Taken aback, the tenant could only nod.

Another note was added to his list. ‘Gas. I’ll look into that.’ He smiled and took his leave.

A similar procedure was acted out at each house until he came to Mrs Bliss’s. She was gardening out at the front and he leaned on her new gate. ‘Good morning, Mrs Bliss!’

‘Good morning.’ She walked slowly towards him, giving him time to notice the improvement in her.

‘The garden’s beginning to shape up.’

Her thin, angular face almost broke into a smile. ‘Yes. I enjoy gardening.’

‘Can I see the work that’s been done? I like to know my orders have been carried out.’

‘Of course.’ Mrs Bliss opened the gate for him and he followed her into the house. He admired the new kitchen, took notice of the redecoration, sniffed the air and found it clean and sweet, so the septic tank must have been attended to satisfactorily, went upstairs to check the damp patches in the bedrooms, inspected the new bathroom and came downstairs beaming. ‘Are you pleased with what’s been done?’

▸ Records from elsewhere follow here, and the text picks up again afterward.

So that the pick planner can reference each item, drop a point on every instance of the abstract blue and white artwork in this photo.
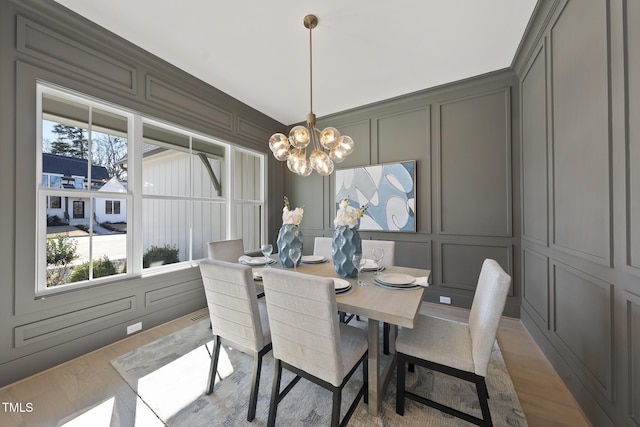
(388, 190)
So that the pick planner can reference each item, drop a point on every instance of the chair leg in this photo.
(365, 379)
(275, 393)
(335, 409)
(483, 395)
(400, 383)
(385, 337)
(213, 369)
(255, 384)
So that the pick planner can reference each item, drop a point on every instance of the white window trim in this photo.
(134, 195)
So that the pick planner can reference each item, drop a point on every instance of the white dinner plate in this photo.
(396, 279)
(258, 260)
(369, 265)
(396, 287)
(341, 284)
(257, 275)
(312, 259)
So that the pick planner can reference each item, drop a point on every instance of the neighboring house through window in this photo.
(190, 189)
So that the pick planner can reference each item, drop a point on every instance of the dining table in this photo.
(378, 304)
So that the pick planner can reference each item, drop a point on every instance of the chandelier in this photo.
(327, 147)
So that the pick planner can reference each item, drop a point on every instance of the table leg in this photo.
(374, 368)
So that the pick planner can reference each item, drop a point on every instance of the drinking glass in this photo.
(295, 254)
(359, 262)
(266, 249)
(378, 255)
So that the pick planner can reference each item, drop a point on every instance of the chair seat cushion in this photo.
(353, 344)
(438, 340)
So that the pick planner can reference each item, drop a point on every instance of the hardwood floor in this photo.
(88, 391)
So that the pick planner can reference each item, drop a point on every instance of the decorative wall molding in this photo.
(581, 299)
(73, 324)
(199, 109)
(47, 45)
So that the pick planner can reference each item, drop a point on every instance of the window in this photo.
(112, 207)
(185, 196)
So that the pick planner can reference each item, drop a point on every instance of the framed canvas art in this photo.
(389, 191)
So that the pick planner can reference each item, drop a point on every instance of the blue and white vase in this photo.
(289, 237)
(346, 242)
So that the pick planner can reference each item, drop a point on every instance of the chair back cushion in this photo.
(322, 247)
(233, 304)
(226, 250)
(388, 246)
(303, 316)
(486, 309)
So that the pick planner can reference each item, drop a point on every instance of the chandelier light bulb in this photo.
(278, 141)
(346, 144)
(299, 136)
(282, 153)
(329, 138)
(337, 155)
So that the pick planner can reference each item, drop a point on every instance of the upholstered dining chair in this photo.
(309, 341)
(322, 247)
(229, 251)
(237, 318)
(454, 348)
(226, 250)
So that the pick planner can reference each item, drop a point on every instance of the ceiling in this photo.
(363, 51)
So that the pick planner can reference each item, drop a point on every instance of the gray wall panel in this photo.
(633, 167)
(633, 355)
(581, 194)
(402, 129)
(406, 136)
(475, 165)
(71, 325)
(174, 294)
(534, 151)
(414, 253)
(535, 284)
(167, 95)
(43, 43)
(461, 263)
(580, 299)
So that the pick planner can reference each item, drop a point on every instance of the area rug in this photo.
(170, 375)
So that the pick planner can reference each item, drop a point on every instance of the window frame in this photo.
(134, 194)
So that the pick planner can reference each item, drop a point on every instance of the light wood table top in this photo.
(395, 307)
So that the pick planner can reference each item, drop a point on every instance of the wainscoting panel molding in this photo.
(413, 127)
(535, 201)
(40, 42)
(475, 165)
(200, 109)
(471, 257)
(174, 294)
(71, 325)
(581, 299)
(633, 165)
(633, 355)
(581, 136)
(535, 284)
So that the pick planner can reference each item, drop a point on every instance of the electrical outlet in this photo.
(134, 328)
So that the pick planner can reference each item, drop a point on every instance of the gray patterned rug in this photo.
(170, 374)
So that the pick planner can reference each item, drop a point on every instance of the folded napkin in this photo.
(422, 281)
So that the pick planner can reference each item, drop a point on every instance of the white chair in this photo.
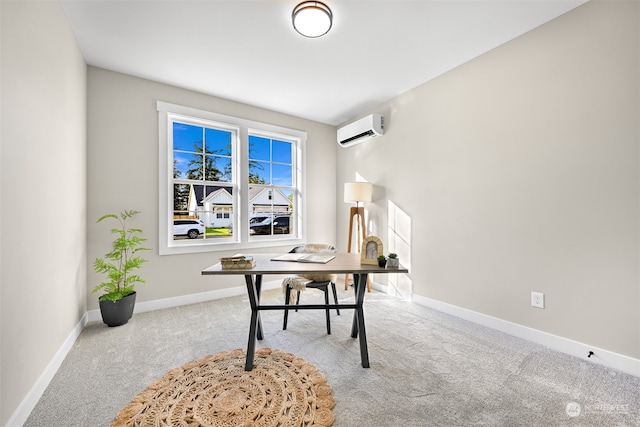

‘Of course. Who wouldn’t be? Thank you.’

He also wanted to talk about the paucity of furniture in the place, and searched for the right words. ‘I’m pleased. I
now feel as if I’ve done my bit for this cottage. Now, this is very personal, Mrs Bliss and you mustn’t take offence, but it appears to me that a few more sticks of furniture wouldn’t go amiss.’

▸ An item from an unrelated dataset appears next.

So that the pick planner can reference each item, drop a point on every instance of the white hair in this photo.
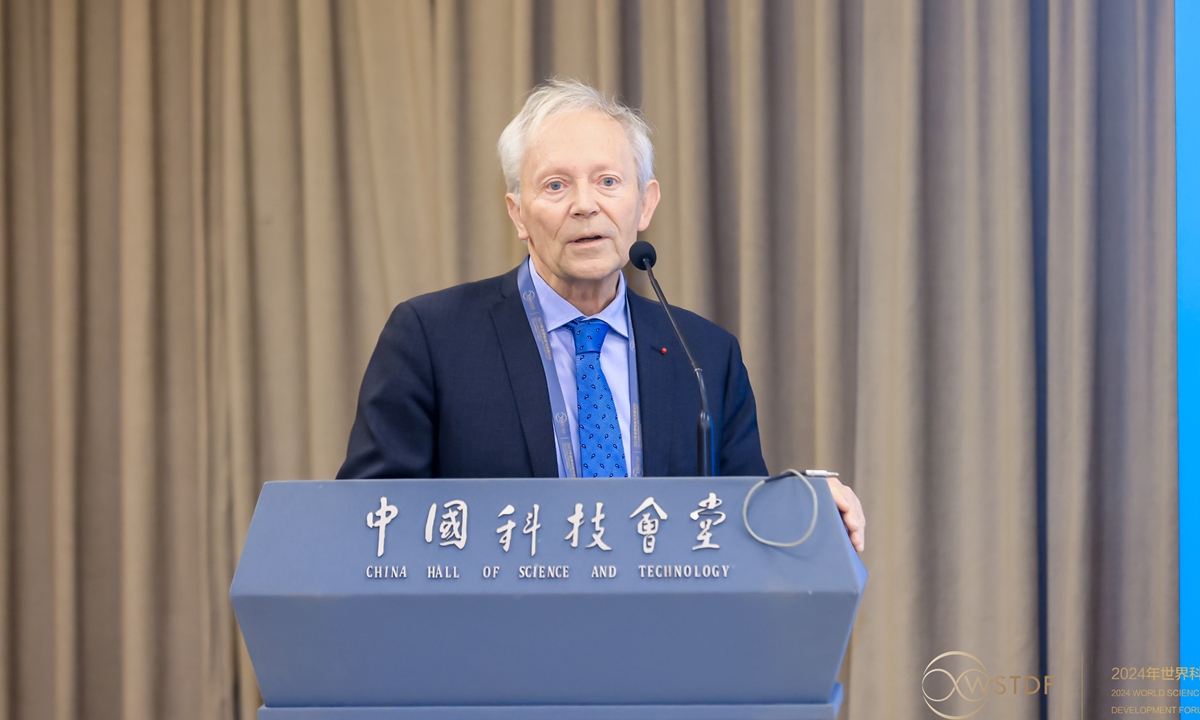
(558, 96)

Mrs Bliss spread her hands. ‘I’m more than grateful for what you’ve done, but no money means no furniture.’

‘I see. He isn’t giving you maintenance, then? Wherever he is.’

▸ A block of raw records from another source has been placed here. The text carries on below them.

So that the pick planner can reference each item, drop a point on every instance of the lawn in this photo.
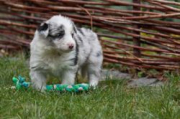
(112, 100)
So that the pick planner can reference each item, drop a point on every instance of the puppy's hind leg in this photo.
(38, 80)
(94, 70)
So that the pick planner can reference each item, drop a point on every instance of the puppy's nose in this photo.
(70, 46)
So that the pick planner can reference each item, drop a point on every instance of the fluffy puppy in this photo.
(59, 48)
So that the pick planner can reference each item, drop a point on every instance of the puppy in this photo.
(61, 49)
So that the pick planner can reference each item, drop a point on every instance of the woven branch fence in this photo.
(141, 34)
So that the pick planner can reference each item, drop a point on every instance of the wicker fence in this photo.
(142, 34)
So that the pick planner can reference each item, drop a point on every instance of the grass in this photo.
(111, 100)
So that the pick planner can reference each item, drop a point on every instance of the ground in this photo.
(113, 99)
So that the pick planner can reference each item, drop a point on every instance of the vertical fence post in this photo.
(136, 41)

‘He can’t. He’s . . . dead.’

Mr Fitch put out a hand to touch hers as it lay on the table. ‘I’m so sorry, I’d no idea. But if you’re in such deep financial water, are you not qualified to take a job of some kind?’

Mrs Bliss stared at him blankly.

‘There must be something in the village you could do, surely?’

‘Before I married I was in IT support. Degree, that kind of thing. But now I’ve no clothes to wear, even to go for an interview. It takes me all my time to feed the children and they’re always growing, so they always come first where clothes are concerned.’